We show that LLMs can generate diverse implicit toxic outputs that are exceptionally difficult to detect via simply zero-shot prompting.
We propose a reinforcement learning (RL) based attacking method to further induce the implicit toxicity in LLMs.
- Score: 77.90933074675543
- License: http://arxiv.org/licenses/nonexclusive-distrib/1.0/
- Abstract: The open-endedness of large language models (LLMs) combined with their
impressive capabilities may lead to new safety issues when being exploited for
malicious use. While recent studies primarily focus on probing toxic outputs
that can be easily detected with existing toxicity classifiers, we show that
LLMs can generate diverse implicit toxic outputs that are exceptionally
difficult to detect via simply zero-shot prompting. Moreover, we propose a
reinforcement learning (RL) based attacking method to further induce the
implicit toxicity in LLMs. Specifically, we optimize the language model with a
reward that prefers implicit toxic outputs to explicit toxic and non-toxic
ones. Experiments on five widely-adopted toxicity classifiers demonstrate that
the attack success rate can be significantly improved through RL fine-tuning.

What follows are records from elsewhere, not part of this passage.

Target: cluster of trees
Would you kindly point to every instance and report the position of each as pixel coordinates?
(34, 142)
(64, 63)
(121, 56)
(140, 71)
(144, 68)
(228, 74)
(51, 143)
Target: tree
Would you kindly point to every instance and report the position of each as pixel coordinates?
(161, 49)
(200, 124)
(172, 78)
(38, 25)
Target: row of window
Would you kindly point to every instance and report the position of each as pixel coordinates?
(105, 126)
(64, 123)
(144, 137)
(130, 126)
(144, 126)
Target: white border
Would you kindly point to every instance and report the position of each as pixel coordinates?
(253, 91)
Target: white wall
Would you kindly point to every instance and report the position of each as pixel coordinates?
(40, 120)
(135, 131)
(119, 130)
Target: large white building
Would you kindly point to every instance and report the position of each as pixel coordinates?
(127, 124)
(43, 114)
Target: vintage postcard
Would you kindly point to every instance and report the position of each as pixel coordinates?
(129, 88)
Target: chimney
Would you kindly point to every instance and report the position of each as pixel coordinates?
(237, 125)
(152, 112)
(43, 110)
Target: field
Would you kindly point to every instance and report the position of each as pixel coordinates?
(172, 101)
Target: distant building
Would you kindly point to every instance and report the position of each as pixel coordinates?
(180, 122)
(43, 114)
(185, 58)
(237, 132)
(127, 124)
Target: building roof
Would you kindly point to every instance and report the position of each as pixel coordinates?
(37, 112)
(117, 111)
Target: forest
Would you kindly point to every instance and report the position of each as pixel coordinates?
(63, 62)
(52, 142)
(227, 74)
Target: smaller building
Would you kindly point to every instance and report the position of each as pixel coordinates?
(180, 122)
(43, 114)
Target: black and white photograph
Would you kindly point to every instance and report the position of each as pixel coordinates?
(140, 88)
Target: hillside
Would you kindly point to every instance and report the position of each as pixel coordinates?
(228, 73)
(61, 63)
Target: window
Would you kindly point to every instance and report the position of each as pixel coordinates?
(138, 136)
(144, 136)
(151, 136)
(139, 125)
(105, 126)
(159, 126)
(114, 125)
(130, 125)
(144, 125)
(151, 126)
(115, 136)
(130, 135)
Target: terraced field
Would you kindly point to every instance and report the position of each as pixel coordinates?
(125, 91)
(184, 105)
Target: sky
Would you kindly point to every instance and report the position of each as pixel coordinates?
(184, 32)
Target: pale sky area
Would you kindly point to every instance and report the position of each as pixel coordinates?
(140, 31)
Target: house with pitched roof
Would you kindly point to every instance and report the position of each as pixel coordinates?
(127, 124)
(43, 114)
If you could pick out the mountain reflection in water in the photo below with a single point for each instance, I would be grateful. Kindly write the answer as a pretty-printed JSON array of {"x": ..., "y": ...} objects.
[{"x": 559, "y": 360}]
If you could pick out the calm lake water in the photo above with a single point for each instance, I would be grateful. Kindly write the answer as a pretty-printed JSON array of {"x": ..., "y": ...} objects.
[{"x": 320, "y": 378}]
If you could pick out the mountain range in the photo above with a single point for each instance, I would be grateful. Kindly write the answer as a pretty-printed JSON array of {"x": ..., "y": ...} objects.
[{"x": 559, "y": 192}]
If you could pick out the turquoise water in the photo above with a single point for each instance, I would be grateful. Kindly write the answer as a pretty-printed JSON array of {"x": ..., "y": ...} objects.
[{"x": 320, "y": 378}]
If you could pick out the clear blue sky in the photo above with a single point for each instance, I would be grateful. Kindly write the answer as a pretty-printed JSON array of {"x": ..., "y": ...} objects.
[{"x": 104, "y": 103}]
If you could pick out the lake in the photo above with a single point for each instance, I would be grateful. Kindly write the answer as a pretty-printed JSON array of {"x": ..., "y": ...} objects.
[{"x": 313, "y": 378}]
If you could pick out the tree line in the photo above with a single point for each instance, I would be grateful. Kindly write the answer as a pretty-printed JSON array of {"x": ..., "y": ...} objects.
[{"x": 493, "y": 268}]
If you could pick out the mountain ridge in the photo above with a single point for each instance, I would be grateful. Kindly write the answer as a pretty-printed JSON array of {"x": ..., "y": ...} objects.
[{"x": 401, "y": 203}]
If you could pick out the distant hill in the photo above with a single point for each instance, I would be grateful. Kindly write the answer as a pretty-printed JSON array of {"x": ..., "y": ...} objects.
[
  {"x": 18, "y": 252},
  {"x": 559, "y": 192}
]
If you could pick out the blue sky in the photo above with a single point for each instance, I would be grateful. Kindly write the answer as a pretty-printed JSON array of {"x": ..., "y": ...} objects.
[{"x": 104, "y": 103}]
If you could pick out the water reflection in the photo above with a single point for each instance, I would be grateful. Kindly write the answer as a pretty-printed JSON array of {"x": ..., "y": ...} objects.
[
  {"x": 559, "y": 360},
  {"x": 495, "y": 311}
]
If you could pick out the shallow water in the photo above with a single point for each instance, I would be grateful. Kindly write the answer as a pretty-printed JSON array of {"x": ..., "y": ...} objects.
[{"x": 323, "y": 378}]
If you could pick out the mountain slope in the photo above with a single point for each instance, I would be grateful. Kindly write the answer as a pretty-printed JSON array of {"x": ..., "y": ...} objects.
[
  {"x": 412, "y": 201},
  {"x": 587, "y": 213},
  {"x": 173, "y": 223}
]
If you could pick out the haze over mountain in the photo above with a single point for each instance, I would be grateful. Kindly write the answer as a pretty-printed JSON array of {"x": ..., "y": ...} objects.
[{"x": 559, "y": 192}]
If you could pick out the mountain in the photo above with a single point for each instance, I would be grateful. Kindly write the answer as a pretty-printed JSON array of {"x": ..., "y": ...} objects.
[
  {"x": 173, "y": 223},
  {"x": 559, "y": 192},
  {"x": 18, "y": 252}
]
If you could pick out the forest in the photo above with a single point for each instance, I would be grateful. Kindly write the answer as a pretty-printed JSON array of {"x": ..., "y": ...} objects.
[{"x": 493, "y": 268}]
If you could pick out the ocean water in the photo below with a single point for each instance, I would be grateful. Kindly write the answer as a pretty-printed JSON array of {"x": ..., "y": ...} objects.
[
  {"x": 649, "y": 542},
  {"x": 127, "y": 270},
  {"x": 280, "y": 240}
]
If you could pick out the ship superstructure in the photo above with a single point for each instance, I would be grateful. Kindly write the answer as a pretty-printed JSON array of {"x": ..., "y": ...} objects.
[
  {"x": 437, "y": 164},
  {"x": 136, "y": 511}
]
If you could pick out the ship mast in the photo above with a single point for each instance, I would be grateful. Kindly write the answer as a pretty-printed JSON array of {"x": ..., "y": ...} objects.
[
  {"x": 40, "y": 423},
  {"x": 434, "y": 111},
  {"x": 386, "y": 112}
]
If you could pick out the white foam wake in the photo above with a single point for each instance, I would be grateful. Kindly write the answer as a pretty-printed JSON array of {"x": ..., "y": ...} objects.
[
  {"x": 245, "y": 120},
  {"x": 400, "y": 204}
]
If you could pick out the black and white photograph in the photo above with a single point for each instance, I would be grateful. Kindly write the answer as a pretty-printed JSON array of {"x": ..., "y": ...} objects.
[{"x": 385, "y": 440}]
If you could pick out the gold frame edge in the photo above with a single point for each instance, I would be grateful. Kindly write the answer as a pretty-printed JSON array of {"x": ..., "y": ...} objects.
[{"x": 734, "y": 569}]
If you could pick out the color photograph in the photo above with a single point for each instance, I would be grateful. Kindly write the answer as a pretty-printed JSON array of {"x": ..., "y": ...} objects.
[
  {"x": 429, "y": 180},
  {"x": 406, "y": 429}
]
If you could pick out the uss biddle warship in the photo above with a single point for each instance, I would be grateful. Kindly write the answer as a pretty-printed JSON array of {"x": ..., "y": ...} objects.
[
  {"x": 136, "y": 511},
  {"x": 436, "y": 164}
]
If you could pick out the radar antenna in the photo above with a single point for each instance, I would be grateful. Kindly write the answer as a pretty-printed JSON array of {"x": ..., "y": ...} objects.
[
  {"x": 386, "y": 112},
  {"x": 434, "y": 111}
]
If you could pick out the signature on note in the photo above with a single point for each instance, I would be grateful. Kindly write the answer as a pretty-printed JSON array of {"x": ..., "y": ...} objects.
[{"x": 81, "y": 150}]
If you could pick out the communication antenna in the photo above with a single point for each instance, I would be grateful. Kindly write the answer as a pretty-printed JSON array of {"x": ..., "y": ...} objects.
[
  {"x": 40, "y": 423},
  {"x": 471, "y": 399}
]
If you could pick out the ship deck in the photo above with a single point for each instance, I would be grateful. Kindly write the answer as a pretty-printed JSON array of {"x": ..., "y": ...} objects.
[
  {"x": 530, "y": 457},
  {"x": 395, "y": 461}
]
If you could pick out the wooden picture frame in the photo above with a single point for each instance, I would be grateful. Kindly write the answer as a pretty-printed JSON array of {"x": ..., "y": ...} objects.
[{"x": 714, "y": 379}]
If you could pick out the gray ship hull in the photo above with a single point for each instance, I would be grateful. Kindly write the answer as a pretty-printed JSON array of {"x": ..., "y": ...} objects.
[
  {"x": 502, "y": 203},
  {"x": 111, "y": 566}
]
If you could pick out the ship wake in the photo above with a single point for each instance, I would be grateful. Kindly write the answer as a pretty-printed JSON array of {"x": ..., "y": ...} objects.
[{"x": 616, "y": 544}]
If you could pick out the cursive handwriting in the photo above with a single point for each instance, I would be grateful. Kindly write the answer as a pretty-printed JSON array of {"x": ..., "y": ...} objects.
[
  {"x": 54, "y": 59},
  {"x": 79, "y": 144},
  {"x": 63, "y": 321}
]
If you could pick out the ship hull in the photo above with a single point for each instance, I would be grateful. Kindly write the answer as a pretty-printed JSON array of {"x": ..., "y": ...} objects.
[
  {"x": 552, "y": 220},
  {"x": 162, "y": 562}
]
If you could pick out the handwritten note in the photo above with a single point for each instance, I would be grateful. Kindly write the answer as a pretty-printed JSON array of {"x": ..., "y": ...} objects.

For instance, the RL-finetuned LLaMA-13B model achieves an attack success rate
of 90.04% on BAD and 62.85% on Davinci003. Our findings suggest that LLMs pose
a significant threat in generating undetectable implicit toxic outputs. We
further show that fine-tuning toxicity classifiers on the annotated examples
from our attacking method can effectively enhance their ability to detect
LLM-generated implicit toxic language. The code is publicly available at
https://github.com/thu-coai/Implicit-Toxicity.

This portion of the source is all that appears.